CompanyDec 15, 2025

Why We Charge 8% (And Nothing Else)

By Dave Kouri

We get asked about our fee structure fairly often, usually by freelancers trying to decide whether BidTable is worth it compared to other platforms. This post explains our thinking.

The structure

We charge 8% on the freelancer side. That's it. Clients pay nothing to post projects or hire freelancers. The 8% is taken from the amount paid to the freelancer at project completion.

So if a client pays $1,000 for a project, the freelancer receives $920.

Why only the freelancer side?

This was a deliberate call and one we thought about for a long time. The alternative -- charging both sides, which most platforms do -- creates a weird dynamic. When clients pay a fee to post or hire, they become more transactional. They're paying for the service, so they feel more entitled to squeeze on price.

When clients pay nothing, they're more relaxed. They're more likely to pay a fair rate because they're not anchored to "well I'm already paying a platform fee." In our testing, client-side fees actually led to lower freelancer earnings on average, not higher.

Why 8%?

We're a small team. 8% covers our operating costs at current scale with a reasonable margin. It's lower than most comparable platforms (Upwork is 10-20% depending on lifetime billings). We don't plan to raise it, though we're not going to promise that forever.

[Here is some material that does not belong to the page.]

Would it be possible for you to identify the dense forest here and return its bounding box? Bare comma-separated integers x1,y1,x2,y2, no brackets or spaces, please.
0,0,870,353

What the fee doesn't cover

Payment processing costs (Stripe fees) are separate and taken off the top before our cut is calculated. These average around 2.9% + $0.30 per transaction, which is standard. We don't mark this up.

One last thing

We don't charge subscription fees, listing fees, or fees to send bids. The only time we make money is when a project is successfully completed and the freelancer gets paid. We think that alignment -- our revenue only happens when you succeed -- is the right model.